Assuming a Unix/Linux environment (including a GSL implementation), the above code can be compiled from the Unix shell with a command like:

gcc -O2 -lgsl -lgslcblas standalone.c -o standalone

and run with a command like:

./standalone 10000 500 1 > data.tab

The first command-line argument is the number of iterations required, and the second is the “thin” to be applied to the output. The third argument is the “seed” to be applied to the GSL random number generator (RNG). This allows different (not quite independent – see my post on parallel MCMC for details) runs to be obtained by selecting different seed values. The simplest way to call this code from within an R session is to call this unmodified executable using the R system() command. A small “wrapper” function to do this is given below.

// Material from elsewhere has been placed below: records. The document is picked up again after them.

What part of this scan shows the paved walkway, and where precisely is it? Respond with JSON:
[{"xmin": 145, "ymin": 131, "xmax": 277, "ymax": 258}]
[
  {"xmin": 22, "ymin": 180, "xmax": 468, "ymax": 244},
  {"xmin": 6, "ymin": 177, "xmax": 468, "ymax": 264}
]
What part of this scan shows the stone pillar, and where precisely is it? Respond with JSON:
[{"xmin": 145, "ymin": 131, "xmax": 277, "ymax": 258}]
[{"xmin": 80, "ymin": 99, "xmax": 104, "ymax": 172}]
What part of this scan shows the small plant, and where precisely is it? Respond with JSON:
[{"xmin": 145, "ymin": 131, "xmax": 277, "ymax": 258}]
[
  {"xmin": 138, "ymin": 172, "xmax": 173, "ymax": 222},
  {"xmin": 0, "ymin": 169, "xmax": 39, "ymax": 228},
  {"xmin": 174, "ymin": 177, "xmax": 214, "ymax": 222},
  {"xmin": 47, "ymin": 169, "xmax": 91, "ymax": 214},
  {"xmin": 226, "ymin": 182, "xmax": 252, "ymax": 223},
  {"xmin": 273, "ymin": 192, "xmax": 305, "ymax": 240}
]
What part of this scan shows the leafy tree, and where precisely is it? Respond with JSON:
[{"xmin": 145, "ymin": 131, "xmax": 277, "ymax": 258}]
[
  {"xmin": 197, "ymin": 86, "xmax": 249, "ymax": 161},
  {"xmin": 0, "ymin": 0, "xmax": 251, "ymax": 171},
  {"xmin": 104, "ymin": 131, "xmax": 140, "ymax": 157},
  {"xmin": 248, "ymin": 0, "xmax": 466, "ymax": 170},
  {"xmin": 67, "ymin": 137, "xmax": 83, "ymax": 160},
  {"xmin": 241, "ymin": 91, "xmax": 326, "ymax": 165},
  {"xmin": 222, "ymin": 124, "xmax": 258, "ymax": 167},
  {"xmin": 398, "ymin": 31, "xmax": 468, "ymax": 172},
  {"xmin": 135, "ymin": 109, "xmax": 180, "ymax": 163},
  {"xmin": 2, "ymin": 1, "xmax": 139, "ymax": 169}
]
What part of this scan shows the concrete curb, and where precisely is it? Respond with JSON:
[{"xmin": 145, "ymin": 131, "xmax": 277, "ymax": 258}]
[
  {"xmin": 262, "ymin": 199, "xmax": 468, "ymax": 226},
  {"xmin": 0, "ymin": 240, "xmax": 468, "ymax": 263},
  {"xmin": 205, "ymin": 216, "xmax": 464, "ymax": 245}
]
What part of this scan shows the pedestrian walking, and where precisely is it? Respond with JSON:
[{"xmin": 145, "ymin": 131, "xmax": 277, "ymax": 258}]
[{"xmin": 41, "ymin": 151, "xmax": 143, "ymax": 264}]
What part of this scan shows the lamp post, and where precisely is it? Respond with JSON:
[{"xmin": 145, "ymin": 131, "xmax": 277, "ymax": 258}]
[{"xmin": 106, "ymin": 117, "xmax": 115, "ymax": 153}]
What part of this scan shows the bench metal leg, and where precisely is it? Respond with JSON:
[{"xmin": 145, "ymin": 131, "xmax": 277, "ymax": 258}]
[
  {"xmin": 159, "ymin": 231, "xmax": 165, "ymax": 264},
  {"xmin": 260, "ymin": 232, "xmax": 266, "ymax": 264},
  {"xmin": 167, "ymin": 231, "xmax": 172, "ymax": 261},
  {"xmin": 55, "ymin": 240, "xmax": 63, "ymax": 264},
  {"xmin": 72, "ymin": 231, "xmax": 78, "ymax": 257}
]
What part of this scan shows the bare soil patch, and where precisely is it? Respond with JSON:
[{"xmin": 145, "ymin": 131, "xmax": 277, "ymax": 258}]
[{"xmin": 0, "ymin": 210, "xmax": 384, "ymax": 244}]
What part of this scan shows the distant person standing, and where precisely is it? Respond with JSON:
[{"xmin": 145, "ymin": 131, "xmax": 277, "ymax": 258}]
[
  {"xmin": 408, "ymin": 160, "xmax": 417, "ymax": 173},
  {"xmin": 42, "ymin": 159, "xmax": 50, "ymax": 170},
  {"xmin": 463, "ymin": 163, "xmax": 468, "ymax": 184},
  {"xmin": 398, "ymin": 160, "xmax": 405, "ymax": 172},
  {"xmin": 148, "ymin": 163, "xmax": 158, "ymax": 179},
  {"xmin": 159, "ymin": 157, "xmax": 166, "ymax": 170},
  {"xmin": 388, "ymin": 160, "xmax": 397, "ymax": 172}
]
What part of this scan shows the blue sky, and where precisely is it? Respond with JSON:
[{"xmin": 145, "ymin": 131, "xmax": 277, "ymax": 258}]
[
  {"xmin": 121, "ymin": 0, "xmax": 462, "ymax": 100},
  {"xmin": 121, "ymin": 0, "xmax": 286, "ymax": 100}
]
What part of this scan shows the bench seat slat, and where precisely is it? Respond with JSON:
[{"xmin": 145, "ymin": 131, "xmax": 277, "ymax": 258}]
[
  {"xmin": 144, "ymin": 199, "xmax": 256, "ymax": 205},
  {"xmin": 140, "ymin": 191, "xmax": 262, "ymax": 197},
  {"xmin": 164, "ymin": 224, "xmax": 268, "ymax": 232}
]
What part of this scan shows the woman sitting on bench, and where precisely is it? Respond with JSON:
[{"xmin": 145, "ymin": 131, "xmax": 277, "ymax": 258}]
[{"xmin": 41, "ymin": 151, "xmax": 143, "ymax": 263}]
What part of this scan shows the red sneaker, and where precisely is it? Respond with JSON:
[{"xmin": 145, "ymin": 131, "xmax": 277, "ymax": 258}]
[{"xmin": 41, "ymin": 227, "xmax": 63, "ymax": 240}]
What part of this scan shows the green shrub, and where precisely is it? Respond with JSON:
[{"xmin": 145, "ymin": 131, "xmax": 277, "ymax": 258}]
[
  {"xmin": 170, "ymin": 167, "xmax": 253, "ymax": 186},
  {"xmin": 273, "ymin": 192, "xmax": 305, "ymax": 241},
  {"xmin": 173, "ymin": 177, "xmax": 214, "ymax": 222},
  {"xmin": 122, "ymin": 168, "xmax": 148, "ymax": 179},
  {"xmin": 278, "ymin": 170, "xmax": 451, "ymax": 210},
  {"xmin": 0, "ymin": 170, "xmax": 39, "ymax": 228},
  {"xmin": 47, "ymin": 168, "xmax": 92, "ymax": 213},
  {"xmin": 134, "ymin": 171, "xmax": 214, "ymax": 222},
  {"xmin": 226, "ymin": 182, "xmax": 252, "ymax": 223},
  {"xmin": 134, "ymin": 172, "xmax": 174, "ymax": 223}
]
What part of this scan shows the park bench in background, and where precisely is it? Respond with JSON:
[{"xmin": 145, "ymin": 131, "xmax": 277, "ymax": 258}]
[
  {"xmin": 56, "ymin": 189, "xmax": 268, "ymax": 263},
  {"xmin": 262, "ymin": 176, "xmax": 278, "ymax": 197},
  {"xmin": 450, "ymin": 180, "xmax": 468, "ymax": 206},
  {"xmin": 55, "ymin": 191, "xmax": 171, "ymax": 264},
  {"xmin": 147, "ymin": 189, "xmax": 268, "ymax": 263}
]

standalone<-function(N=10000,thin=500,
             seed=trunc(runif(1)*1e6),
             exec=file.path(".","standalone"),
             tmpfile=tempfile())
{
  command=paste(exec,N,thin,seed,">",tmpfile)
  system(command)
  read.table(tmpfile,header=TRUE)
}

Note the use of the file.path() and tempfile() R functions in a (probably vain!) attempt to make the code somewhat portable. Just running standalone() from an R session should then return a data frame containing the MCMC output. I gave some commands for analysing this output in a previous post. This approach to calling external code is very simple and crude, and quite generic (it is not specific to C code at all). However, it is very quick and easy to implement, and in many cases quite efficient. There is a considerable computational overhead in executing the system command and parsing output files from disk. However, if the code being called is very computationally intensive and relatively slow (as is typically the case), then this overhead can often be negligible, rendering this approach quite practical.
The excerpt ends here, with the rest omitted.